Denke schon, kommt drauf an ob ich Zeit hab am 18.


----------



## Galbadia (12. November 2010)

Hab die Karten für die Vorpremiere am 17.11 um 19:45 schon gekauft. Freue mich riesig!


----------



## Tikume (13. November 2010)

Ich hab nie verstanden was nun so toll an Harry Potter sein soll. Von daher werde ich nicht ins Kino gehn dafür.


----------



## Konov (13. November 2010)

Konnte mich für Harry Potter auch nie begeistern, von daher geh ich sicherlich nicht ins Kino...

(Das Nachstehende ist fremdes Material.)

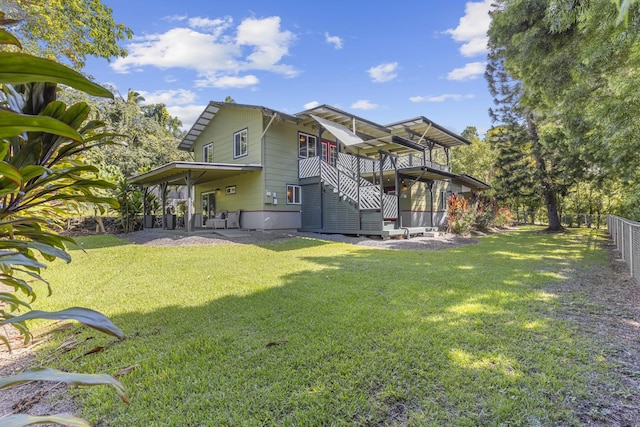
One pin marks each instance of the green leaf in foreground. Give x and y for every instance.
(13, 124)
(54, 375)
(20, 420)
(87, 316)
(18, 68)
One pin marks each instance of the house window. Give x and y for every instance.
(207, 153)
(293, 194)
(306, 146)
(240, 144)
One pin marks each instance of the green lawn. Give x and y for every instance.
(464, 336)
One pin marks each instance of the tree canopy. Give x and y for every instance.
(67, 30)
(563, 76)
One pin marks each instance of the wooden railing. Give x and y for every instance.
(344, 182)
(344, 179)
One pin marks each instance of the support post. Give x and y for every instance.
(430, 184)
(187, 220)
(163, 192)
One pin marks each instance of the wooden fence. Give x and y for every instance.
(626, 236)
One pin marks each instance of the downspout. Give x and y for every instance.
(381, 161)
(430, 184)
(163, 192)
(189, 203)
(263, 155)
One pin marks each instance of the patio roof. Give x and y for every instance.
(391, 143)
(175, 173)
(471, 182)
(421, 129)
(365, 129)
(425, 173)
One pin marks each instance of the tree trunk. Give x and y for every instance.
(550, 197)
(99, 225)
(551, 201)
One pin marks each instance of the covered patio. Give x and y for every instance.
(189, 174)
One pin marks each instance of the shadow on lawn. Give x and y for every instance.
(97, 242)
(373, 338)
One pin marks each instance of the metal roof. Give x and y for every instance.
(175, 173)
(472, 182)
(422, 130)
(416, 133)
(364, 128)
(212, 109)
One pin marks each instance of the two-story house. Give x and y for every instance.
(321, 170)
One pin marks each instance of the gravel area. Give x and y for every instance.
(157, 237)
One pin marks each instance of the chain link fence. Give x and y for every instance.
(569, 220)
(626, 236)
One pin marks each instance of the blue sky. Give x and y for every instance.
(384, 61)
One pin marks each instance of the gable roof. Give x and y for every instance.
(210, 112)
(415, 134)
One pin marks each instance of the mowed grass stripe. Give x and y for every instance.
(465, 336)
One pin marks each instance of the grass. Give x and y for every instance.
(463, 337)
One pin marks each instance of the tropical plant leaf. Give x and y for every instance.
(47, 374)
(8, 258)
(21, 420)
(87, 316)
(14, 124)
(8, 38)
(20, 68)
(10, 172)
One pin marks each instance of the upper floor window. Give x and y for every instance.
(207, 153)
(306, 145)
(293, 194)
(240, 143)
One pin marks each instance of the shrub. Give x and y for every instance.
(460, 217)
(503, 218)
(42, 176)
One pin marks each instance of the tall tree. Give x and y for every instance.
(67, 30)
(475, 159)
(530, 63)
(152, 134)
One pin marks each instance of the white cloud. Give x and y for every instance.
(440, 98)
(187, 114)
(222, 81)
(472, 28)
(470, 71)
(383, 72)
(310, 105)
(334, 40)
(219, 25)
(364, 104)
(214, 50)
(174, 18)
(169, 97)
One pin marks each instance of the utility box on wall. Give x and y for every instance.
(271, 198)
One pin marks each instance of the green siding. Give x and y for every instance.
(281, 158)
(220, 130)
(247, 196)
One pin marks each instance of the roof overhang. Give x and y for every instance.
(176, 173)
(391, 143)
(471, 182)
(365, 129)
(422, 131)
(425, 173)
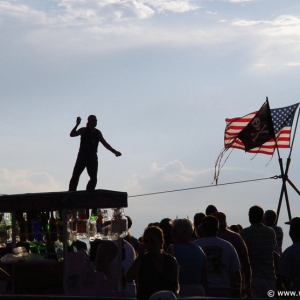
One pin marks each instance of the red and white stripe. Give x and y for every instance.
(234, 127)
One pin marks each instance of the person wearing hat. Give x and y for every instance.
(288, 272)
(224, 277)
(270, 221)
(240, 247)
(260, 241)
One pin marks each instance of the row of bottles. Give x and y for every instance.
(41, 229)
(99, 225)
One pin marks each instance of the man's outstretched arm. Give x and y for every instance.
(74, 131)
(108, 146)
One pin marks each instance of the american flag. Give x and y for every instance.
(282, 122)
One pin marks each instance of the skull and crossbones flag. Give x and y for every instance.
(258, 132)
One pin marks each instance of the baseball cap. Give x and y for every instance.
(220, 216)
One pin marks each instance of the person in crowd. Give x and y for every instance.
(224, 277)
(153, 269)
(240, 247)
(87, 155)
(270, 219)
(210, 209)
(131, 239)
(288, 272)
(166, 226)
(107, 263)
(198, 217)
(235, 228)
(260, 241)
(191, 260)
(240, 227)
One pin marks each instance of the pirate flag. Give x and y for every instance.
(259, 130)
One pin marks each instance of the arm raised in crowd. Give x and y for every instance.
(133, 271)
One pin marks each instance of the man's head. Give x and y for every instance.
(210, 226)
(210, 209)
(198, 217)
(256, 214)
(182, 230)
(270, 217)
(221, 218)
(92, 122)
(295, 229)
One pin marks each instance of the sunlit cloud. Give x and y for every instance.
(21, 181)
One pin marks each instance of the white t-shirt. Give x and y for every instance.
(222, 260)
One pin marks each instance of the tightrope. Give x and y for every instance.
(205, 186)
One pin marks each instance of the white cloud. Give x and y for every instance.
(20, 181)
(241, 1)
(171, 5)
(293, 64)
(172, 175)
(211, 13)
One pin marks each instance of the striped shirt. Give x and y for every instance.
(260, 241)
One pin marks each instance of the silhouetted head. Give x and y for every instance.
(270, 217)
(221, 218)
(153, 238)
(182, 230)
(295, 229)
(129, 222)
(210, 226)
(240, 227)
(235, 228)
(256, 214)
(198, 217)
(210, 209)
(92, 122)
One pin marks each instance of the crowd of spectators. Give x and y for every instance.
(207, 258)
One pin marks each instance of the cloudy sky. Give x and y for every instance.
(161, 76)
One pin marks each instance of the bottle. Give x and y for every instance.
(115, 224)
(3, 232)
(29, 227)
(36, 226)
(52, 228)
(106, 226)
(99, 223)
(44, 217)
(42, 250)
(73, 225)
(119, 224)
(92, 225)
(32, 243)
(59, 225)
(82, 224)
(22, 224)
(8, 222)
(123, 224)
(17, 231)
(58, 246)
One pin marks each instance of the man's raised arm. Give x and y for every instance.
(74, 131)
(108, 146)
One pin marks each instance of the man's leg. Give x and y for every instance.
(78, 169)
(92, 169)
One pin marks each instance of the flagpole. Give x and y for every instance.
(285, 176)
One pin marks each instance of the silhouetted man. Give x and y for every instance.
(87, 156)
(260, 241)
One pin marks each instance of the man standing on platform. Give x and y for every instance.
(87, 156)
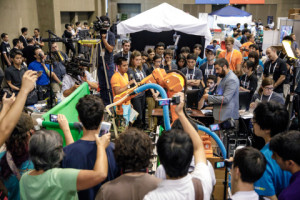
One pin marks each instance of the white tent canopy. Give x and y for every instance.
(165, 18)
(230, 16)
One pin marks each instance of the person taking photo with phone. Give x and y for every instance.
(82, 154)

Hab nur einen Teil mal im Kino gesehen, glaube war der 5te Teil, aber bin mir nicht sicher. Bin auch nur dazu genötigt worden, mir den anzuschauen. ^^


----------



## Edou (13. November 2010)

Seit dem ersten Teil war ich stets im Kino für einen Harry Potter film und ich denke ich werde auch in den neuen gehen. Die frage ist nur wann ich Zeit dafür aufbringen kann. -.-*


----------



## Deanne (13. November 2010)

Ich habe keines der Bücher gelesen und keinen der Filme gesehen. HP interessiert mich einfach nicht. Insofern werde ich auch dieses mal nicht mit meiner Tradition brechen.


----------



## K0l0ss (13. November 2010)

Die Harry Potter Reihe hat mich in meiner Kindheit begleitet. Hab jedes Buch gelesen und jeden Film bis jetzt gesehen. Der Überfan bin ich zwar nicht, aber einfach um die Reihe komplett zu haben werde ich mir Teil 7.1 und 7.2 auch noch ansehen.


----------



## Caps-lock (13. November 2010)

> schau ihn mir an, was eigentlich Pflicht ist, als Fan der Serie ^.^



Ich werd das Doublefeature abwarten . Als Fan der Serie nervt es mich etwas, dass offensichtlich beide Teile schon fertig sind, denn im Trailer war sehr viel was in den 2. Teil gehören dürfte.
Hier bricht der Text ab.